Kemudian kesalahan tersebut akan membawa hanya harta kekayaan teredar kepada
segelintir orang saja, sementara yang lain kekurangan, sebagaimana yang terjadi
akibat penimbunan harta, seperti emas dan perak.
Oleh kerana itu, syara' melarang
berputarnya kekayaan hanya di antara orang-orang kaya namun mewajibkan
perputaran tersebut terjadi di antara semua orang. Allah SWT berfirman :
"Supaya harta itu jangan
hanya beredar di antara orang-orang kaya saja di antara kamu." (QS.
Al-Hasyr : 7)
Di samping itu syara'
juga telah mengharamkan penimbunan emas dan perak (harta kekayaan) meskipun
zakatnya tetap dikeluarkan. Dalam hal ini Allah SWT berfirman :
"Dan orang-orang yang
menyimpan emas dan perak dan tidak menafkahkannya pada jalan Allah, maka
beritahukanlah kepada mereka, (bahawa mereka akan mendapat) siksa yang
pedih." (QS. At-Taubah : 34)
III.II
Manajemen Zakat, Infaq,
Shadaqah, dan Wakaf
Zakat
menurut bahasa artinya adalah “berkembang” atau “pensucian”. Adapun menurut
syara’, zakat adalah hak yang telah ditentukan besarnya yang wajib dikeluarkan
pada harta-harta tertentu (haqqun muqaddarun yajibu fi amwalin mu’ayyanah).

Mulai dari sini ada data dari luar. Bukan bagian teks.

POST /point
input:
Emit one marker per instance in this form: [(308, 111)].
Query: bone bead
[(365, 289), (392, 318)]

Dengan perkataan “hak yang telah ditentukan besarnya”, berarti zakat tidak mencakup hak-hak –berupa pemberian harta– yang besarnya tidak ditentukan, misalnya hibah, hadiah, wasiat, dan wakaf. Dengan perkataan “yang wajib (dikeluarkan)”, berarti zakat tidak mencakup hak yang sifatnya sunnah atau tathawwu’, seperti shadaqah tathawwu’ (sedekah sunnah). Sedangkan ungkapan “pada harta-harta tertentu” (fi amwaalin mu’ayyanah) berarti zakat tidak mencakup segala macam harta secara umum, melainkan hanya harta-harta tertentu yang telah ditetapkan berdasarkan nash-nash syara’ yang khusus, seperti emas, perak, onta, domba, dan sebagainya.

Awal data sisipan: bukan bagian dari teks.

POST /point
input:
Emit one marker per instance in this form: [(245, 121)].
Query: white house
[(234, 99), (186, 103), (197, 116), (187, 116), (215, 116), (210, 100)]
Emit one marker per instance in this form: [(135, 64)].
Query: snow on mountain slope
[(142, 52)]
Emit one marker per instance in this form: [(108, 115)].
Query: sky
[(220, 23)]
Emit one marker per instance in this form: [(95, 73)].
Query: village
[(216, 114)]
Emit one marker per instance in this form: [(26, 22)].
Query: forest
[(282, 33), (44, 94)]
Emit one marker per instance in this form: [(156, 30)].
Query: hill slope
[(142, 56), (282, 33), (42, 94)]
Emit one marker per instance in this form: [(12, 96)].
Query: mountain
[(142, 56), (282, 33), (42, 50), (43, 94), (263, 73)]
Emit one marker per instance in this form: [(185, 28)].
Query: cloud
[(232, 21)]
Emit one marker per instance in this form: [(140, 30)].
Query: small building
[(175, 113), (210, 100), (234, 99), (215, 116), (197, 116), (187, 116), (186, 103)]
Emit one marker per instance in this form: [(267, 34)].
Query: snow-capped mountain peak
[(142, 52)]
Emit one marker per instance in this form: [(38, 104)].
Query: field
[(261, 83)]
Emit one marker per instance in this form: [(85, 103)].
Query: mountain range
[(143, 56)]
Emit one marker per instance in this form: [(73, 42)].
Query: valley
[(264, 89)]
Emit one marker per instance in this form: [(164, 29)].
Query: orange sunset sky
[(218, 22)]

Bagaimana kaitan atau perbedaan definisi zakat ini dengan pengertian infaq dan shadaqah? Al Jurjani dalam kitabnya At Ta’rifaat menjelaskan bahwa infaq adalah penggunaan harta untuk memenuhi kebutuhan. Dengan demikian, infaq mempunyai cakupan yang lebih luas dibanding zakat. Dalam kategorisasinya, infak dapat diumpamakan dengan “alat transportasi” –yang mencakup kereta api, mobil, bus, kapal, dan lain-lain– sedang zakat dapat diumpamakan dengan “mobil”, sebagai salah satu alat transportasi.

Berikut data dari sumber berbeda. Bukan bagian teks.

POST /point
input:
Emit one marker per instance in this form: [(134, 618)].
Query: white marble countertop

Dengan kata lain, infaq merupakan kegiatan penggunaan harta secara konsumtif –yakni pembelanjaan atau pengeluaran harta untuk memenuhi kebutuhan– bukan secara produktif, yaitu penggunaan harta untuk dikembangkan dan diputar lebih lanjut secara ekonomis (tanmiyatul maal).
Adapun istilah shadaqah, maknanya berkisar pada 3 (tiga) pengertian berikut ini :
Pertama, shadaqah adalah pemberian harta kepada orang-orang fakir, orang yang membutuhkan, ataupun pihak-pihak lain yang berhak menerima shadaqah, tanpa disertai imbalan. Shadaqah ini hukumnya adalah sunnah, bukan wajib. Karena itu, untuk membedakannya dengan zakat yang hukumnya wajib, para fuqaha menggunakan istilah shadaqah tathawwu’ atau ash shadaqah an nafilah. Sedang untuk zakat, dipakai istilah ash shadaqah al mafrudhah. Namun seperti uraian Az Zuhaili, hukum sunnah ini bisa menjadi haram, bila diketahui bahwa penerima shadaqah akan memanfaatkannya pada yang haram, sesuai kaidah syara’ :
“Al wasilatu ilal haram haram”
“Segala perantaraan kepada yang haram, hukumnya haram pula”.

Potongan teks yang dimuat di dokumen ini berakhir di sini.